Shoemaker occupation coding (occ50us) in 1850 U.S. census

I’m looking for shoemakers in the 1850 U.S. census and I’m confused about how their occupations are coded. Some of them are coded as being “Shoemakers and repairers” (occ50us==582) while others are listed as “Operatives and Kindred Workers (not elsewhere classified)” (occ50us==690) despite having “Shoemaker” as their listed occupation string (occstrng==“Shoemaker”). Is there a reason that some people who have “Shoemaker” as their occupation string are not coded with the shoemaker occupation (582 for occ50us)?

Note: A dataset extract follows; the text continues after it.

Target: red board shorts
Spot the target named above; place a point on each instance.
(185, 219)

The coding of the OCC50US variable uses more than simply the information provided by OCCSTRNG. In particular, the IND1950 variable helps modify the transcribed occupation into more meaningful categories. So, for those with OCCSTRNG==“Shoemaker”, only those in the “Footwear, except rubber” industry (IND1950==488) are coded as OCC50US==“Shoemakers and repairers”. Those with OCCSTRNG==“Shoemaker” and OCC50US==“Operative and kindred workers” come from a variety of other industries.

I hope this is helpful. Let us know if you have any additional questions.

Thank you for your response, but I’m still not understanding what’s happening with the coding of OCC50US. The questionnaire text of the IND1950 variable says “Profession, occupation, or trade of each male person over 15 years of age” and the description of the variable says “In the 1850-1910 United States and 1891 Canada samples, the universe for IND1950 relied on persons having an occupation recorded in OCC50US.” The questionnaire text for OCC50US says “Profession, occupation, or trade of each person over 15 years of age.” OCCSTRNG says “No questionnaire text is available for this sample.” In looking at the original census forms for 1850, it looks like the only question that relates to occupation was “Profession, occupation, or trade of each male person over 15 years of age.” It looks to me like the original text from that question is coded in the variable OCCSTRNG, but maybe I’m missing something. Did the IND1950 and OCC50US variables use some additional information to create industry and occupation categories, besides what is written for that question?


These historical census files were created a little differently than modern-day census files. Rather than taking public data made available by the US Census Bureau, these files were created by enumerating data contained in images of original census enumeration forms. Therefore, it is difficult to closely follow how variables such as IND1950 and OCC50US were exactly coded.

Here is what I can say: You are correct that the only question relating to occupation in the 1850 census was “Profession, occupation, or trade of each male person over 15 years of age.” Quite a bit of variation exists in the responses to this question. (Note that OCCSTRNG truncates these responses due to excessive length.) Based on this information, industry and occupation codes were assigned and recorded in IND1950 and OCC50US. Together these variables preserve significant detail from the original responses. You may find the OCCHISCO variable to be better suited for your proposes. Additionally, the information provided in this paper about the coding of occupations in the NAPP database may be helpful.